Friday, July 25, 2014

"How to Encourage your Husband"

In January 2012 Gary and I went to a Pastors conference outside of Cape Town. We were not even married a year yet, and I was 7 months pregnant with Lilly. At the end of the Conference they have a Q & A session. I had asked the 3 Pastors (Jeff Gage, Steve Lawson, and Carl Muller) how their wives best encourage them in their ministry, Gary was interning at a Church whose was without a Pastor, and Gary was trying hard to learn how to deal with all the stresses of ministry without a mentor. Only one actually had his wife with him so he passed the Question on to her. Heather Muller gave a great List of how she prays for her husband and encourages him. I asked afterwards if she would email me the list. I have given the list to several of my friends who are about to get married, but Its such a great list I want it on here for others to read. (Its written in a pastors wives perspective, but can be applied to any wife)

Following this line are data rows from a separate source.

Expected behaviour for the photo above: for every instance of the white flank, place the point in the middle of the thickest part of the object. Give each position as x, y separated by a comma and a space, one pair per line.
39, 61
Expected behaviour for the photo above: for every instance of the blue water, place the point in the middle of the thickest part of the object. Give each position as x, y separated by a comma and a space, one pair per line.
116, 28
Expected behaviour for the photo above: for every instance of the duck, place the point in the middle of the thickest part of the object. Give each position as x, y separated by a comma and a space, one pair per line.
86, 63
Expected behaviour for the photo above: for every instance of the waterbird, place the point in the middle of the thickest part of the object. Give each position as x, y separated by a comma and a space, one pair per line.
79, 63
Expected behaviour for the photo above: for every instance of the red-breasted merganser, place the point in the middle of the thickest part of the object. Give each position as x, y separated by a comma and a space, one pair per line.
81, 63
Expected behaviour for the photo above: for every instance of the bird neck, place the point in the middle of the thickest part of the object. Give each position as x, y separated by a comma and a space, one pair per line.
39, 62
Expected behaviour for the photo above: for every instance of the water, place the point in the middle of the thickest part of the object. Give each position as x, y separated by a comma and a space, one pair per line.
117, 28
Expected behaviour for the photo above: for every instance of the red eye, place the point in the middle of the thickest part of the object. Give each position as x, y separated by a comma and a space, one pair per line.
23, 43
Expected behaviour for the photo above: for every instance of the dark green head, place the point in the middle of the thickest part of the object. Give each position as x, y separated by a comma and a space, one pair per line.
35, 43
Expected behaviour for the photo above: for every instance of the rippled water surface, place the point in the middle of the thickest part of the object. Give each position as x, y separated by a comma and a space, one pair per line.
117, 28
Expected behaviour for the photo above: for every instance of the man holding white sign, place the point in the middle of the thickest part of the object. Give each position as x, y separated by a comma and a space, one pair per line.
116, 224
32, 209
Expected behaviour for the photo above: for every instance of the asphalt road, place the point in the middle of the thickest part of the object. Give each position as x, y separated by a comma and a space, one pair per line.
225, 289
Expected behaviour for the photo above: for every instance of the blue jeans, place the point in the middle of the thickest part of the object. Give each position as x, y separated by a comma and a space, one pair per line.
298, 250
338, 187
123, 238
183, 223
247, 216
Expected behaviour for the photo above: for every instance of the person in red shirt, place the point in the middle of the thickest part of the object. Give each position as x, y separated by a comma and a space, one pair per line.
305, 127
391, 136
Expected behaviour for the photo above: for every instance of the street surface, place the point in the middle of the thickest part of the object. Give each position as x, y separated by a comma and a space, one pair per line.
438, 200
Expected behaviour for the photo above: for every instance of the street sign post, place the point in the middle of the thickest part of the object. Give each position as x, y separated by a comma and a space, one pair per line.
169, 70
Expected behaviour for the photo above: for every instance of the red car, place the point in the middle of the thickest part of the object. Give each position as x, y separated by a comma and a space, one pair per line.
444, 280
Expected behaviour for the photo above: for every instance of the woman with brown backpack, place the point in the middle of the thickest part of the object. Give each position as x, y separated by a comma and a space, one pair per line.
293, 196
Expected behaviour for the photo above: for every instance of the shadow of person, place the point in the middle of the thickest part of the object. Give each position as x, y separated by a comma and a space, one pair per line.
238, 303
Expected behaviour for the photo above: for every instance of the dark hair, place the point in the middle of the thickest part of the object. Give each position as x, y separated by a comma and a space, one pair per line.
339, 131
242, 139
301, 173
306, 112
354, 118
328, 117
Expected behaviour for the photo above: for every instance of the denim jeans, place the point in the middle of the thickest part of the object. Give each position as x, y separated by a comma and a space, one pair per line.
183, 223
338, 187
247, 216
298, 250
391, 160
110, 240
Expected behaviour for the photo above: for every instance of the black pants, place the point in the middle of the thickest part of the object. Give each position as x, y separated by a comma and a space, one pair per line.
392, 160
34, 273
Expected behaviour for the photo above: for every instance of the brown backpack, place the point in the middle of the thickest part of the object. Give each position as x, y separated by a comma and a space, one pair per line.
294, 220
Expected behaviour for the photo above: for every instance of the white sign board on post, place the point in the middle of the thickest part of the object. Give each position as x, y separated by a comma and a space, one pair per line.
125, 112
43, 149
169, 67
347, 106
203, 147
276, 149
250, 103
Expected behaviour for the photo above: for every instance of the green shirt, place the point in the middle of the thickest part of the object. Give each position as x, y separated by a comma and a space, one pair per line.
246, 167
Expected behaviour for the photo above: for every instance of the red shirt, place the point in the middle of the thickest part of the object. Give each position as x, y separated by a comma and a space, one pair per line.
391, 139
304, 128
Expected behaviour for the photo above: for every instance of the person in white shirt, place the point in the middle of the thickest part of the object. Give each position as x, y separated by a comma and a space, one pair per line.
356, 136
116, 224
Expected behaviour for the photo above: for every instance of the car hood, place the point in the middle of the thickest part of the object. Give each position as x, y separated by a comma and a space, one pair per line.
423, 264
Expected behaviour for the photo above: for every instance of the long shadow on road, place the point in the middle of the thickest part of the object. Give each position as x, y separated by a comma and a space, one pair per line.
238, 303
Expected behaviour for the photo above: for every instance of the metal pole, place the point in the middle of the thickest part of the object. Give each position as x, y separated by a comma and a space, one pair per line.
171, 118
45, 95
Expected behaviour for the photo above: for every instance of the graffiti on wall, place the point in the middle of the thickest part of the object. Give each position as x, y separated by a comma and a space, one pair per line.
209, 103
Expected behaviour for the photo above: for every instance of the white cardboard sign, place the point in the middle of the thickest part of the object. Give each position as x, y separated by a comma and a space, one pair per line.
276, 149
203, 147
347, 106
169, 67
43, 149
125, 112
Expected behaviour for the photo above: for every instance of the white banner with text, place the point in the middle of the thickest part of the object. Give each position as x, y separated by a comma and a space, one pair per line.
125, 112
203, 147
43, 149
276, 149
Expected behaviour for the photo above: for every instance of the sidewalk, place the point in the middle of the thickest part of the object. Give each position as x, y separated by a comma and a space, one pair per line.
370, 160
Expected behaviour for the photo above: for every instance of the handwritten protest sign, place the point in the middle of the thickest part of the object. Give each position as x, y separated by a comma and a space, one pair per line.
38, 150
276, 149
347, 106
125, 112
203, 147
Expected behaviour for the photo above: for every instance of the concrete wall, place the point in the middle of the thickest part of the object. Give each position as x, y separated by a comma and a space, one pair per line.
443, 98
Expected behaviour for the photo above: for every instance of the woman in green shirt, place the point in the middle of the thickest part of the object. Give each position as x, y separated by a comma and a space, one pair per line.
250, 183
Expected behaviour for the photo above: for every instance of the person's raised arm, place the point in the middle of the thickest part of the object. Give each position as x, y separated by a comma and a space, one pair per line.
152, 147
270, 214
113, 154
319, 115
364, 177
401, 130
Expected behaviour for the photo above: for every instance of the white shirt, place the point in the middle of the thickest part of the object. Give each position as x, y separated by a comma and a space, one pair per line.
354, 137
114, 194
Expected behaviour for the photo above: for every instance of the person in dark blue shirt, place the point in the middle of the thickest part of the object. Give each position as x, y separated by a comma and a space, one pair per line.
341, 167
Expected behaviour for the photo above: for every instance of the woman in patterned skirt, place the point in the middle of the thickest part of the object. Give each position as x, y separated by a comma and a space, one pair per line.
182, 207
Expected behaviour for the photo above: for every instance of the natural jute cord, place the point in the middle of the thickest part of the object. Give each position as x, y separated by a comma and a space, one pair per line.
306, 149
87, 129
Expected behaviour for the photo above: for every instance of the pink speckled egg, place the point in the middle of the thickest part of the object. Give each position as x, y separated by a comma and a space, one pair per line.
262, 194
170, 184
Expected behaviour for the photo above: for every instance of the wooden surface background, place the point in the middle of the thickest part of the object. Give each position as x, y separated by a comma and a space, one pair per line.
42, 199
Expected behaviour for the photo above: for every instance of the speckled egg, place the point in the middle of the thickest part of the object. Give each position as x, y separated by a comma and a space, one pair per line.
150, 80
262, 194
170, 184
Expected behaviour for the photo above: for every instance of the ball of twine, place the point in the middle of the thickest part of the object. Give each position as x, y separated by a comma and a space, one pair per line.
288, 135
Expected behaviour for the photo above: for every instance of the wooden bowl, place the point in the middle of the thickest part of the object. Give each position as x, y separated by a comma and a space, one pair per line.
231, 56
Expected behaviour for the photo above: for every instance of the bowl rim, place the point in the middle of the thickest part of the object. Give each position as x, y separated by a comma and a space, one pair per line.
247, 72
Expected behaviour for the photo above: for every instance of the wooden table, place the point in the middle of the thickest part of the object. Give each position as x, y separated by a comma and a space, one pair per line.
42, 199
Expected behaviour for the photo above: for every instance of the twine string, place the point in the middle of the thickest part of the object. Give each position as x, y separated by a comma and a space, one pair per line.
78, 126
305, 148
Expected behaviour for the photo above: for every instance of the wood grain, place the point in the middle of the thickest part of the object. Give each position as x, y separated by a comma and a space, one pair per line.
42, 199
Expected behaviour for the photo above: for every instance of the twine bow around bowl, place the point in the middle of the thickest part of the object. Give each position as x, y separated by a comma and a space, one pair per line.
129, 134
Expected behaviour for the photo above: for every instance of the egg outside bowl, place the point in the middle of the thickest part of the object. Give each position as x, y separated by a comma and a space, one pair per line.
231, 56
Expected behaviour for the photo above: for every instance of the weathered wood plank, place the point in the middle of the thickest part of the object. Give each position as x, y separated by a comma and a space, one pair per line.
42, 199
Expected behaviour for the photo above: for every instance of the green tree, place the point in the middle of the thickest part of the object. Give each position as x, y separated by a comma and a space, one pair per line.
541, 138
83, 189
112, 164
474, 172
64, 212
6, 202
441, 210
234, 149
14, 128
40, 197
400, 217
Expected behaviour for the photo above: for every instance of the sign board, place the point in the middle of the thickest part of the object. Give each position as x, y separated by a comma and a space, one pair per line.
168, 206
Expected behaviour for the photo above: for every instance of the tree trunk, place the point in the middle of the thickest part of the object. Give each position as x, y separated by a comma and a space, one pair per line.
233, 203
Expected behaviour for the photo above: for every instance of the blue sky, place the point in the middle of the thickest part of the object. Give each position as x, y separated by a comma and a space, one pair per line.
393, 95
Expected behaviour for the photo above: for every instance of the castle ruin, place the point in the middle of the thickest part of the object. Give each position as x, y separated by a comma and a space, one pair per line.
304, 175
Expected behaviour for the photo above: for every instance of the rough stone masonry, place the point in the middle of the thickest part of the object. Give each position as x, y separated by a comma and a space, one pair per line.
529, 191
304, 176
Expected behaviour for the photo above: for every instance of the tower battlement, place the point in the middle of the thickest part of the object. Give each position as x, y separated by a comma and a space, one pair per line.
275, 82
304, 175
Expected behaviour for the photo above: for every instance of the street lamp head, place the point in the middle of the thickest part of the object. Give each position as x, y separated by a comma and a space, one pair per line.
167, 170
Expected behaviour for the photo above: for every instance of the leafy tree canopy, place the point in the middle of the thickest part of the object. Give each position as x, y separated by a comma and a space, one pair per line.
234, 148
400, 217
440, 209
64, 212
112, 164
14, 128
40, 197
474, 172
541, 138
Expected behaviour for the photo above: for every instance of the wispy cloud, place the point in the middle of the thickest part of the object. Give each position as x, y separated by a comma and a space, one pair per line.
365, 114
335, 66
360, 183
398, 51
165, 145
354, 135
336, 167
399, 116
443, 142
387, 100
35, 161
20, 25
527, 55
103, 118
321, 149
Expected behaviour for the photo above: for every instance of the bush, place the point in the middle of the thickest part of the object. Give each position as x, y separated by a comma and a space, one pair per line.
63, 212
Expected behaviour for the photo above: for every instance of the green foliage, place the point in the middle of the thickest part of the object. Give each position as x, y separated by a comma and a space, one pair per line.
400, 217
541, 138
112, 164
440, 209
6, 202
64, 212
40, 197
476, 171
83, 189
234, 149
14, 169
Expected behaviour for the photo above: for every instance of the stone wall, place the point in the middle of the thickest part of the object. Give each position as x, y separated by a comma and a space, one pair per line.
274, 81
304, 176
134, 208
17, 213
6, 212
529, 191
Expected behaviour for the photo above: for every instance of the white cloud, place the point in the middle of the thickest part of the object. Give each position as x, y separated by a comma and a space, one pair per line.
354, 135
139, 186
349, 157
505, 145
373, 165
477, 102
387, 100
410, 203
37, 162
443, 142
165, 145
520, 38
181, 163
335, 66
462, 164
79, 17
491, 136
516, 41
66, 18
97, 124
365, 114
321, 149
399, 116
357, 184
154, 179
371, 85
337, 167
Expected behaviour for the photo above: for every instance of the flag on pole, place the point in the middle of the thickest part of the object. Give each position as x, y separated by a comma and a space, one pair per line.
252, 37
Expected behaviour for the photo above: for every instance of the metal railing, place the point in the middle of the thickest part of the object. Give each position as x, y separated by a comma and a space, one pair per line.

1.  Don't neglect your own personal walk with the Lord

Be disciplined in your Bible reading and prayer life.  We don't want to be "high maintenance women".  We want to be holy women. Our husbands have enough high maintenance women in the church.  When we neglect prayer, Bible reading and a close walk with God - our roles as wives, mothers and church members are hindered.

2.  Pray for your husband.  Daily!

Carl is the first item on my prayer list.  I pray for Carl as he grapples daily with scripture that it would be fresh and alive.  I pray that the Lord would open up the scriptures to him.  I pray for "unction" in his preaching.  That we might as a congregation experience the "romance" of preaching as Lloyd Jones said.  I pray that God would make bare his arm and save sinners.  I pray that the Lord would give Carl love, compassion and patience for the flock.  I pray for moral purity in his life as pastors fall morally around us.  I pray that he would fulfill his duties as a husband and father to his children.  I know as he ascends into the pulpit week in, week out, that God's Spirit must attend his preaching.  I asked four godly women in Canada to bathe this trip to South Africa in prayer.  I gave them several items to pray for.  One of them was the Spirit's help in preaching at the conferences.  I believe their prayers were heard.

3.  Fulfill your God given role as mother and wife so that your husband doesn't need to waste his time in doing yours for you!  If possible and if God blesses your with children, be a keeper at home.  Strive to maintain an orderly, comfortable home.  Relieve your husband from as much as you can of the affairs of the home so he can have time with yourself and your children when his work is done.

4.  Be a friend to your husband.

The ministry can be a very lonely place!

5.  Make your home a haven.

Make it a place that he is thrilled to come home to.  Set a good tone in the house.  Make it cozy and attractive and orderly.  Make it a place where he can relax and be hiI mself.  It's a good idea to not always be talking about the church all the time.  Your husband needs a break to just be a normal human being!  I make it a practice to not ask about the details of elders and deacons meetings or counselling sessions.  

6.  Encourage your husband verbally.

I've told Carl this last year that I think his preaching has improved since he started teaching homiletics.  I have told him when I have been blessed by a sermon or when others have told me that they have been blessed by his sermon.    I've told him that I think he was wise in the way that he handled this or that...

7.  Here's a good one...that makes Carl laugh without fail.  I just need to ask,  "And how are YOU doing?"  Our husbands give, give, give,...Some people frankly just use them and couldn't care less about them and the godly advice they give.  They are watching over their flock's souls  24/7. It's a huge, momentous task.  Very few people will ask how they are doing.  So, you ask them as their wife.

8.  I saved a classic from a godly elder in our church who is in his 80's.  He shared with our congregation when Carl came on as a full time pastor in the 1998 what MY role was...
His words were, "Heather's role will be to peel him off the ground when times are tough!"    Keep a close eye on your husbands.  I've had to peel Carl off the ground on a few occasions.  The ministry is a high calling.  Ministers have clay feet.  Who is sufficient for the task.

Be what God intended us to be - Helpmeets!


May the Lord bless each one of you tomorrow as you labour in your corner of the vineyard.
With warmest of love,

Heather Muller


I just love this list, and as Gary is not in full time ministry at the moment, but studying to be soon, I look at this list in a different light, but it is still true no matter what your husband does.